7 are pending first disease assessment; 13 remain on treatment. Antitumor activity was observed in each of the 9 response-evaluable patients, with 4 confirmed partial responses, including patients with prior anti-MET therapy (Figure). Three of the 4 responders remain on treatment (6.0–6.6+ months) with ongoing responses, and 1 discontinued after 12 months. The safety profile was consistent with previously reported experience of amivantamab at the RP2D (Sabari 2021 JTO 16(3):S108-109).
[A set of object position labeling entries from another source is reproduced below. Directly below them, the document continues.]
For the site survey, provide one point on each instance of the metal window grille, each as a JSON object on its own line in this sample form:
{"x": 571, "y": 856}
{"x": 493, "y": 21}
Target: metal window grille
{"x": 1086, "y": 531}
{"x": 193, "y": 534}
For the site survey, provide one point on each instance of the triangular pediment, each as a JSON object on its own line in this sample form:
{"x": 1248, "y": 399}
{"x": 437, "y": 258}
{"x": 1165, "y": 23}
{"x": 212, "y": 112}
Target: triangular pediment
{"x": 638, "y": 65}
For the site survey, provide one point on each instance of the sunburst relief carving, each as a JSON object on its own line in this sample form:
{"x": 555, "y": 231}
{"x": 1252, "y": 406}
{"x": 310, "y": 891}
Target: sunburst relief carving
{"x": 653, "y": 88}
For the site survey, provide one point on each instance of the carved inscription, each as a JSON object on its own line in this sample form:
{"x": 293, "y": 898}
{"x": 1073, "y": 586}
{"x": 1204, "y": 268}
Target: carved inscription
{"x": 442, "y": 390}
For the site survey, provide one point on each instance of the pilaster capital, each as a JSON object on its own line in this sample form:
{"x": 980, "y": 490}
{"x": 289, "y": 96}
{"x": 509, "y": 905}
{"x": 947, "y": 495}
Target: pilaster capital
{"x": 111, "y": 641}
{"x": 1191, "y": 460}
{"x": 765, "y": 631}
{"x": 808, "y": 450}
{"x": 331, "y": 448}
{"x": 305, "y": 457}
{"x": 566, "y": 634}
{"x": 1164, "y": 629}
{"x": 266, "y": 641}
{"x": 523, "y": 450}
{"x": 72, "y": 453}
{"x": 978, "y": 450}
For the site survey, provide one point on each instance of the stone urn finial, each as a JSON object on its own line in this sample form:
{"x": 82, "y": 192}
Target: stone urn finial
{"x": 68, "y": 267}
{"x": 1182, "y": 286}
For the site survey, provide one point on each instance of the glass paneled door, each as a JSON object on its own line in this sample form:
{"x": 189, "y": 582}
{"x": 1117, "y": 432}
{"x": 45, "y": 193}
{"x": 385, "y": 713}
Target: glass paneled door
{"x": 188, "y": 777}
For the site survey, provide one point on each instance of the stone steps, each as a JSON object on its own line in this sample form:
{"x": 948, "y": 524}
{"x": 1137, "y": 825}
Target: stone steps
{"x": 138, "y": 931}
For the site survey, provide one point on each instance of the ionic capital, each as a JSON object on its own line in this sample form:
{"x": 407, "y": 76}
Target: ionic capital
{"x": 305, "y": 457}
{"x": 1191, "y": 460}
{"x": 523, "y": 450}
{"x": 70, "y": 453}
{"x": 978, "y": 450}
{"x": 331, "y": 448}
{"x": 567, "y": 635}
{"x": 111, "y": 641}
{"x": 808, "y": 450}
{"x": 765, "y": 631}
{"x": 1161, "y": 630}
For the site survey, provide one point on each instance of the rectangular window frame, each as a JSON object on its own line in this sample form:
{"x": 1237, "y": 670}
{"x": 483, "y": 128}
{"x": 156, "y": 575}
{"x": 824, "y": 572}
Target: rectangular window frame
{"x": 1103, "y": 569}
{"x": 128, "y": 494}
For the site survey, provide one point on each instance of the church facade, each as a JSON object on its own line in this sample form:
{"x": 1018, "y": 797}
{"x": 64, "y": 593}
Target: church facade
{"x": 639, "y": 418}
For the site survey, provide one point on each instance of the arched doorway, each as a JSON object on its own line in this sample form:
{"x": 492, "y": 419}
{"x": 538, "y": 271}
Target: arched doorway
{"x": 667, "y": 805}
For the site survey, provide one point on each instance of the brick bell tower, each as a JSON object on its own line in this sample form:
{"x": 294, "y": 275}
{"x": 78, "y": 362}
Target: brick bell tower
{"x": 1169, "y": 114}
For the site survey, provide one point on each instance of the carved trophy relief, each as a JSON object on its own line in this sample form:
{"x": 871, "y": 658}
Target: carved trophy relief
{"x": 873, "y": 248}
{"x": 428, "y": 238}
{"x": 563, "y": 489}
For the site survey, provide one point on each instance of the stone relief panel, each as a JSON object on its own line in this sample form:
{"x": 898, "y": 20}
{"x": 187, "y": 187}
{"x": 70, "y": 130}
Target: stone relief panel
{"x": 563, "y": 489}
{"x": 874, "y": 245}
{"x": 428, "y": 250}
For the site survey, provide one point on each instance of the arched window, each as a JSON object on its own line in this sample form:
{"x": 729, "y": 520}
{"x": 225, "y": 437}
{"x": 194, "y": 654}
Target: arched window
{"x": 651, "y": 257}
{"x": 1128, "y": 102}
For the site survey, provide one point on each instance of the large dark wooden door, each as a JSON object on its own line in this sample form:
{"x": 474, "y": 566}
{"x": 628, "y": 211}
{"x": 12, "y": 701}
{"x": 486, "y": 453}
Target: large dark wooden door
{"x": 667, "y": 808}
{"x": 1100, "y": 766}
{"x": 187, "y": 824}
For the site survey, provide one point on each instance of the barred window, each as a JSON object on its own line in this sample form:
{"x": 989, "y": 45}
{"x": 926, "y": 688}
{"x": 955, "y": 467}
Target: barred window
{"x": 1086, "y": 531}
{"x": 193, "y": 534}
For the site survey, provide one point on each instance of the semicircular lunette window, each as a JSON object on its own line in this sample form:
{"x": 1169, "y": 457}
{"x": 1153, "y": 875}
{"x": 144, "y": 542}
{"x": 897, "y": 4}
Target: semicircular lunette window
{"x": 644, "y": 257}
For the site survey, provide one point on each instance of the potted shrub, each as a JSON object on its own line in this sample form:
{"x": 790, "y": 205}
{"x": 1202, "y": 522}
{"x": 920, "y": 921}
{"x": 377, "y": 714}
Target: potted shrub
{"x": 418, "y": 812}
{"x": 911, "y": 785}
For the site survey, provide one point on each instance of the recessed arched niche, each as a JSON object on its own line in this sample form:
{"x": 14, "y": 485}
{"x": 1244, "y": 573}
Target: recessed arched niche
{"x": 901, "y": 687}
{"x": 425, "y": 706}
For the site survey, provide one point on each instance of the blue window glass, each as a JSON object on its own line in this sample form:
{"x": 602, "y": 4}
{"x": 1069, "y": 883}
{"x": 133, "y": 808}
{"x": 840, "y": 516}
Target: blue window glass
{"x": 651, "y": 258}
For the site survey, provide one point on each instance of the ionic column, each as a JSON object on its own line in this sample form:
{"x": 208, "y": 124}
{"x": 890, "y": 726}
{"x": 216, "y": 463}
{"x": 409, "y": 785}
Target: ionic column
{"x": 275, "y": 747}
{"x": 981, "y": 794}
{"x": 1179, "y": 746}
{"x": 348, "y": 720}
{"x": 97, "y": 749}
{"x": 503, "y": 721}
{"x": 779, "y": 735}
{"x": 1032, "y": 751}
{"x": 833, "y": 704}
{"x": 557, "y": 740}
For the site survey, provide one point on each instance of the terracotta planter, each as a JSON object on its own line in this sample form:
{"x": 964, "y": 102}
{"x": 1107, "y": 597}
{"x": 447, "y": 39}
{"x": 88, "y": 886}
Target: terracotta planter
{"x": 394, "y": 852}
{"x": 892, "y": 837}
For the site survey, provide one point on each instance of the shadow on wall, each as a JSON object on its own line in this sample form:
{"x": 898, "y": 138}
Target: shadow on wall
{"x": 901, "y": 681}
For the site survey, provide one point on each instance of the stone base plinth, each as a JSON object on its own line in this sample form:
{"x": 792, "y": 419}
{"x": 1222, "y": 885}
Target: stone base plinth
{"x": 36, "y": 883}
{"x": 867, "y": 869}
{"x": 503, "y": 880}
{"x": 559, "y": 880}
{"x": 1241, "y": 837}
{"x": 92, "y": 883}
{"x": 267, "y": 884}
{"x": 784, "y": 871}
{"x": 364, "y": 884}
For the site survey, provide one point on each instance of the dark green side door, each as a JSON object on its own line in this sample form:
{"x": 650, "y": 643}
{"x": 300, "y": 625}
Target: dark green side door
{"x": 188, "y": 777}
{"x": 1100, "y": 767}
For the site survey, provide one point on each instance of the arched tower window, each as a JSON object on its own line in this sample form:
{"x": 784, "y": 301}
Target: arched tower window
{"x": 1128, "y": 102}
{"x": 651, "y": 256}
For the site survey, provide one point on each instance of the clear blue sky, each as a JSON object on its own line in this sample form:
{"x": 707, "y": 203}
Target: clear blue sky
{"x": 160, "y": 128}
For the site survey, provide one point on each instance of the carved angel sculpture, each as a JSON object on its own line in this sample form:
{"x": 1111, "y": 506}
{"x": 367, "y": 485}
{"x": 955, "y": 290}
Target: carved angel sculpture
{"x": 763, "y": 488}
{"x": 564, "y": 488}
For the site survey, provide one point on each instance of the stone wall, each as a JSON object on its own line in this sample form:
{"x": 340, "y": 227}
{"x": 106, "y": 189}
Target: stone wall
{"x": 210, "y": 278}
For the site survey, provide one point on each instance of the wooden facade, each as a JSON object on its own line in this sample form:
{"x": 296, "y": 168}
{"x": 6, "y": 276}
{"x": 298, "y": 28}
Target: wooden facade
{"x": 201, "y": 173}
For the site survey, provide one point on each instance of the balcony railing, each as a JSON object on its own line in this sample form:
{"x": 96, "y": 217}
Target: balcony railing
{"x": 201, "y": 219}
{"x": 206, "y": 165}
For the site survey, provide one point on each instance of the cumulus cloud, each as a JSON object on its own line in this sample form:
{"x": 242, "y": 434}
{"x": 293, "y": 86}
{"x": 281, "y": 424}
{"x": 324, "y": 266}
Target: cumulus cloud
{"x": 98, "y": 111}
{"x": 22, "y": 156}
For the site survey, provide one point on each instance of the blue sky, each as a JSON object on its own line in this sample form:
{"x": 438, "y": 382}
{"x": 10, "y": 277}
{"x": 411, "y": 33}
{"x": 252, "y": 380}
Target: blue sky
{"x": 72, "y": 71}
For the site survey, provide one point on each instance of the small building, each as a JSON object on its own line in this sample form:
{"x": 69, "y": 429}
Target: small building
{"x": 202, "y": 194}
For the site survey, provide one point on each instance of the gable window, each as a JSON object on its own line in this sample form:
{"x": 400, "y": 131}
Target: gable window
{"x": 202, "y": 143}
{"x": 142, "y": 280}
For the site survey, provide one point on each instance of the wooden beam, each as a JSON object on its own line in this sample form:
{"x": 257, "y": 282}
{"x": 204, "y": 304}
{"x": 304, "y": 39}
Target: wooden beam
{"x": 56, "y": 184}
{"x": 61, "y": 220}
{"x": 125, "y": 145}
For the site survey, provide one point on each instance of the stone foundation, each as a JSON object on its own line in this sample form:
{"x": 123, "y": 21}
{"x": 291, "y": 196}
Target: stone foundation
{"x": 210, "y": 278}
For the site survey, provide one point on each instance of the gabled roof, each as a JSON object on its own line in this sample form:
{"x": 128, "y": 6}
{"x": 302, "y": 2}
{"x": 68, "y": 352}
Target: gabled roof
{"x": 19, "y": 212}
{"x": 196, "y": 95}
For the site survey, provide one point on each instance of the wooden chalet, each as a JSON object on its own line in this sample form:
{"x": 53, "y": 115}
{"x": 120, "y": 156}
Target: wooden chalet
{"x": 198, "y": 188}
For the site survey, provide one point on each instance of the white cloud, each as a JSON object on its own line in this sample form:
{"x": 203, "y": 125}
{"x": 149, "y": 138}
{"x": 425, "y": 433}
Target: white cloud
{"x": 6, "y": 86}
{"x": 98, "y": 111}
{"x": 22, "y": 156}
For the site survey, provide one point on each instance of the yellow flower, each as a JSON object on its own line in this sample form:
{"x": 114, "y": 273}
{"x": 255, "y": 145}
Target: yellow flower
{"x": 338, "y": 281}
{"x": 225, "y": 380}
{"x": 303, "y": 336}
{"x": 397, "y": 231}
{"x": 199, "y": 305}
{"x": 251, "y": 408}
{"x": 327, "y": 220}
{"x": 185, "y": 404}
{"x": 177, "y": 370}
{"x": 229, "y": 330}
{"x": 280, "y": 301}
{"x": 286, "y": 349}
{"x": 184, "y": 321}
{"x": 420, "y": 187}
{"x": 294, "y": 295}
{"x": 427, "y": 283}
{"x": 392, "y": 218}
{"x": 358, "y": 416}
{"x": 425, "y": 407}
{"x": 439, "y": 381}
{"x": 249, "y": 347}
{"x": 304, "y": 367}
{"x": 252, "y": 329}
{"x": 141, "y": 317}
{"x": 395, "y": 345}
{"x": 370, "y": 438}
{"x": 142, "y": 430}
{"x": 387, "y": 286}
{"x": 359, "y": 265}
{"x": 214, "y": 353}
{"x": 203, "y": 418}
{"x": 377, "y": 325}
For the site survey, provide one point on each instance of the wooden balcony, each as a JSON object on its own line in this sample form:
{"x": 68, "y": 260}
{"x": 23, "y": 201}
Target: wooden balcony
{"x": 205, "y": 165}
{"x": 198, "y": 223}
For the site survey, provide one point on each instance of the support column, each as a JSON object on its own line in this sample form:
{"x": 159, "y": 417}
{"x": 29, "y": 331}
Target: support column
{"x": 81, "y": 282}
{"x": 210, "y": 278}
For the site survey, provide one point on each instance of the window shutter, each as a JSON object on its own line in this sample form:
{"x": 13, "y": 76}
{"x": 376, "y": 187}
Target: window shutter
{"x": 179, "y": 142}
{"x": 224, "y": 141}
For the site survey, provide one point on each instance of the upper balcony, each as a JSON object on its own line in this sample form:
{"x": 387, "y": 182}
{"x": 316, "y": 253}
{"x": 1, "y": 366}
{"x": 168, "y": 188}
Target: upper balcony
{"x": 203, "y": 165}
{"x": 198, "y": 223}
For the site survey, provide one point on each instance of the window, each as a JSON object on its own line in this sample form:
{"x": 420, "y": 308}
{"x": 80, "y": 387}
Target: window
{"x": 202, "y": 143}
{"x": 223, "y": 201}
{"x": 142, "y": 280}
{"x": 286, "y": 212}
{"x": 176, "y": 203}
Treatment-related adverse events leading to dose reduction or discontinuation occurred in 6% of patients, each.

Among 7 patients who received prior MET tyrosine kinase inhibitor (TKI), baseline ctDNA demonstrated 2 patients with potential resistance mechanisms: PIK3CA mutation in one, and CDK4 and EGFR amplifications and a possible secondary MET mutation (A1251V) in the other. Five patients had no identified MET TKI resistance alteration.

結果：

截至2021年3月29日，16例METex14 NSCLC患者接受了amivantamab的2期推薦劑量治療。中位年齡為70歲(55-75歲)，69%為女性，中位既往治療線為2人(0-10歲)，包括既往使用克唑替尼(n=3)、卡馬替尼(n=1)、替波替尼(n=2)和抗met抗體(n=1)。9例患者至少進行了1次基線後疾病評估，7例正在等待首次疾病評估；13人仍在接受治療。在9例可評價療效的患者中均觀察到抗腫瘤活性，其中4例確診為部分療效，包括既往接受過抗met治療的患者(圖)。4例應答者中有3例持續治療(6.0-6.6個月)，1例在12個月後停止治療。安全性與此前報道的amivantamab在RP2D中的經驗一致(Sabari 2021 JTO 16(3):S108-109)。6%的患者產生了必須減少劑量或停藥的副作用。

在此前接受MET酪氨酸激酶抑製劑(TKI)治療的7例患者中，基線ctDNA顯示有2例患者存在潛在的耐藥機製：其中1例患者出現PIK3CA突變，另1例患者出現CDK4和EGFR擴增，其他患者可能出現繼發性MET突變(A1251V)。5例患者未發現MET TKI耐藥性改變。

Conclusion

This report provides first evidence of amivantamab activity in MET-driven NSCLC, in addition to its previously reported anti-EGFR activity, consistent with its bispecific mechanism of action. Enrollment into MET-2 cohort is ongoing, and presentation will include updated data.

結論：

該報告提供了amivantamab在met驅動的NSCLC中的活性的第一個證據，除了之前報道的抗EGFR活性，其餘與它的雙特異性作用機製一致。MET-2隊列的登記正在進行中，報告中將包括最新的數據。